Underlying these are more fundamental questions. Are disorders like schizophrenia and bipolar disorder psychological problems, what practitioners since Sigmund Freud and Adolf Meyer have called “problems of living” or “failures to adjust,” and therefore properly treated via psychodynamic means—talk therapy and the like? Or are they medical problems—rooted in genetics and physiology, like cancer or strep throat—and therefore best ministered to biologically, via targeting the brain with drugs or shock therapy? Or, as critics like Thomas Szasz and R. D. Laing have argued, is the entire edifice of psychiatric disease a manufactured construct designed to maintain social control, invalidating certain forms of dissent and alternative modes of perception as the product of “mental illness”? Or is psychiatric illness a confection of Big Pharma marketing departments, with disease categories proliferating and inflating beyond reason in order to enlarge the reservoir of potential customers?

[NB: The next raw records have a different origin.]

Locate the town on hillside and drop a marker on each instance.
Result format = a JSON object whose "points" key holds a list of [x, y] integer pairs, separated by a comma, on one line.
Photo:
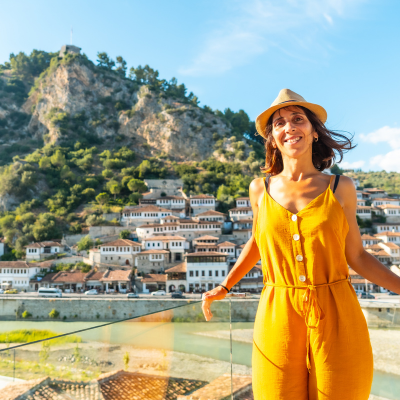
{"points": [[176, 243]]}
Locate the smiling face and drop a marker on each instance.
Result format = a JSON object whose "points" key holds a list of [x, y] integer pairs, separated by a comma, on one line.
{"points": [[292, 132]]}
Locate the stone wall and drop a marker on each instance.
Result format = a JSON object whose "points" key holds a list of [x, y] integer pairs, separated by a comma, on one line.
{"points": [[378, 315]]}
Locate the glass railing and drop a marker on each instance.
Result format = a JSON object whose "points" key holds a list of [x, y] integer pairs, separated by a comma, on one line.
{"points": [[164, 350]]}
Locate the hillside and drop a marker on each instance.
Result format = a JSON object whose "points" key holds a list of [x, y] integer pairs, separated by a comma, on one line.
{"points": [[78, 138]]}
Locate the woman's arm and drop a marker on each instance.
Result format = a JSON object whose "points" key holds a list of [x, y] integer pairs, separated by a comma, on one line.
{"points": [[247, 259], [360, 260]]}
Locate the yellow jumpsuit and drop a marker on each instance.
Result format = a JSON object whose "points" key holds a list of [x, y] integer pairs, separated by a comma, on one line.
{"points": [[311, 339]]}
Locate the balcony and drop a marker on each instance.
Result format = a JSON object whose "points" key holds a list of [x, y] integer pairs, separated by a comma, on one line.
{"points": [[169, 352]]}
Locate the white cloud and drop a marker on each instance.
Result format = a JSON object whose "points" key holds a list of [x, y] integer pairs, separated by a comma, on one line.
{"points": [[389, 161], [258, 25], [385, 134], [352, 165]]}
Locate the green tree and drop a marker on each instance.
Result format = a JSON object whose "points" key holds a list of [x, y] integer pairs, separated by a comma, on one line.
{"points": [[58, 159], [103, 198], [103, 61], [124, 234], [137, 185], [115, 189], [86, 243], [121, 66]]}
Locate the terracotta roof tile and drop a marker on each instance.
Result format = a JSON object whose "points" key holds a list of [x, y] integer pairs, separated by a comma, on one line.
{"points": [[226, 244], [178, 268], [116, 275], [154, 252], [121, 242], [154, 278]]}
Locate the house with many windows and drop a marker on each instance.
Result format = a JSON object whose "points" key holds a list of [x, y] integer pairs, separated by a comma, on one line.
{"points": [[200, 203], [17, 274], [204, 271], [239, 213], [41, 250], [188, 228], [175, 245], [152, 261], [118, 252], [139, 215]]}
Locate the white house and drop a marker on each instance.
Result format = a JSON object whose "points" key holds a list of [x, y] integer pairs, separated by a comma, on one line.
{"points": [[243, 202], [228, 248], [118, 252], [238, 213], [386, 227], [152, 261], [176, 245], [385, 200], [364, 212], [139, 215], [390, 211], [205, 271], [2, 246], [389, 237], [210, 215], [40, 250], [188, 228], [369, 240], [375, 193], [17, 274], [201, 203]]}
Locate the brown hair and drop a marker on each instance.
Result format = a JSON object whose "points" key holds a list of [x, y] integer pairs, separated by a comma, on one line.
{"points": [[324, 152]]}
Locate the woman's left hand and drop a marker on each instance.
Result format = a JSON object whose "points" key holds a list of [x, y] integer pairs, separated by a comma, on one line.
{"points": [[217, 293]]}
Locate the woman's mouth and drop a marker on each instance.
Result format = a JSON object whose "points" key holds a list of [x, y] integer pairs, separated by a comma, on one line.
{"points": [[292, 140]]}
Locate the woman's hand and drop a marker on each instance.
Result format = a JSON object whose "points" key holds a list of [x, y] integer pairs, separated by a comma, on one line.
{"points": [[218, 293]]}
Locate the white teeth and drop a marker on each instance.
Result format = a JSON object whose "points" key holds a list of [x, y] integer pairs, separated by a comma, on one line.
{"points": [[293, 140]]}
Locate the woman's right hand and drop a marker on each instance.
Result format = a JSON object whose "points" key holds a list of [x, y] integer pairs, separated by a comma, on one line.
{"points": [[218, 293]]}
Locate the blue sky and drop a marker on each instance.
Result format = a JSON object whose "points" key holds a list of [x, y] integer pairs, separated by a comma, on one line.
{"points": [[342, 54]]}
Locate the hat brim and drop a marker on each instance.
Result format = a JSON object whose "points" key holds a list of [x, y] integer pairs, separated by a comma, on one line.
{"points": [[262, 119]]}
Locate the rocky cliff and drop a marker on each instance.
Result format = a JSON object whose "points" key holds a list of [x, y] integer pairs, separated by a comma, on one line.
{"points": [[73, 100]]}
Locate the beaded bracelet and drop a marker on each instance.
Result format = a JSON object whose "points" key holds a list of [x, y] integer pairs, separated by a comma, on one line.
{"points": [[224, 288]]}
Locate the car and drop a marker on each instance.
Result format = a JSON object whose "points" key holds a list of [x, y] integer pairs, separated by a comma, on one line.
{"points": [[365, 295], [91, 292], [158, 293], [177, 295]]}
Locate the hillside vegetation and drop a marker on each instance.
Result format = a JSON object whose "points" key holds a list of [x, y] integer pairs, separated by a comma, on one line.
{"points": [[77, 139]]}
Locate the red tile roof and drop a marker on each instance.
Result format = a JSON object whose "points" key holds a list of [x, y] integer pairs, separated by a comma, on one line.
{"points": [[43, 244], [226, 244], [210, 212], [154, 252], [121, 242], [148, 278], [205, 254], [116, 275], [178, 268]]}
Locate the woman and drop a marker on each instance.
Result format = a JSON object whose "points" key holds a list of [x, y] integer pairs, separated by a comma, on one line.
{"points": [[311, 339]]}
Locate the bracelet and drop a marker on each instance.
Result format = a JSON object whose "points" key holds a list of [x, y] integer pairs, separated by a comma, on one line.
{"points": [[224, 288]]}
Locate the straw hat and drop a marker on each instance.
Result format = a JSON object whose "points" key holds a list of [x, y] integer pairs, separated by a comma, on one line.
{"points": [[287, 97]]}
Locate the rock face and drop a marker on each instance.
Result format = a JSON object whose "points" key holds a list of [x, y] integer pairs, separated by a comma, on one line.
{"points": [[110, 106]]}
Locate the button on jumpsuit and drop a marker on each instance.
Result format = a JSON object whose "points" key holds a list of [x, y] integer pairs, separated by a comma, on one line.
{"points": [[311, 339]]}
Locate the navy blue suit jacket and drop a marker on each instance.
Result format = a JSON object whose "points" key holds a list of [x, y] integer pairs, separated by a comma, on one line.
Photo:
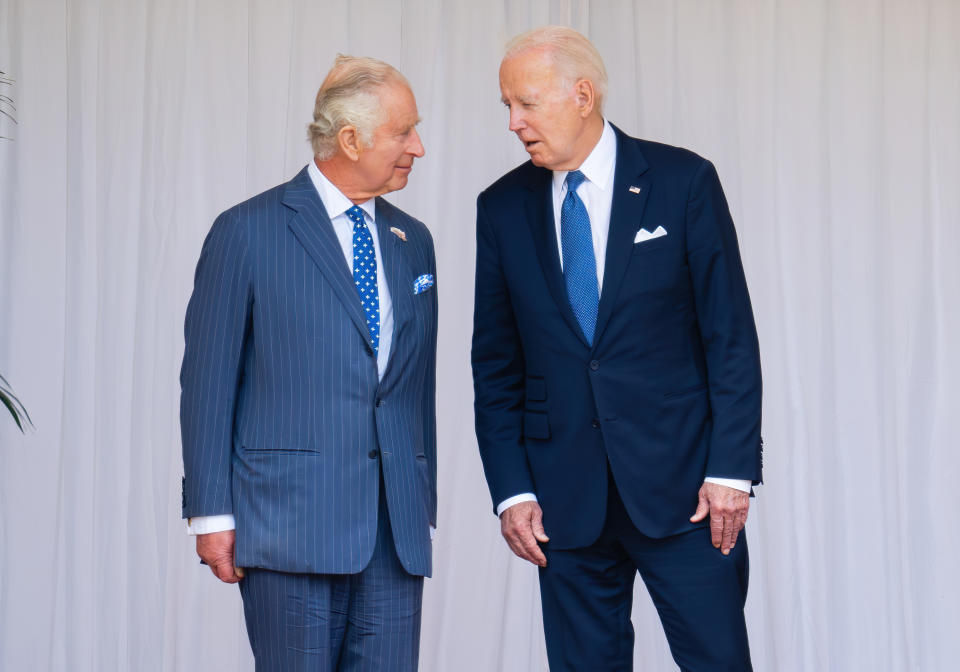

In Mind Fixers, Anne Harrington, a professor of the history of science at Harvard, explores these entangled questions, primarily via a narrative account of, as her subtitle has it, “psychiatry’s troubled search for the biology of mental illness.” Though the basic story Harrington tells is familiar—versions of it having been rendered in dozens of recent accounts of the history of psychopharmacology—her history is premised, bracingly, on the notion that psychiatry has steered itself into a dispiriting cul-de-sac where it has spent decades driving in circles.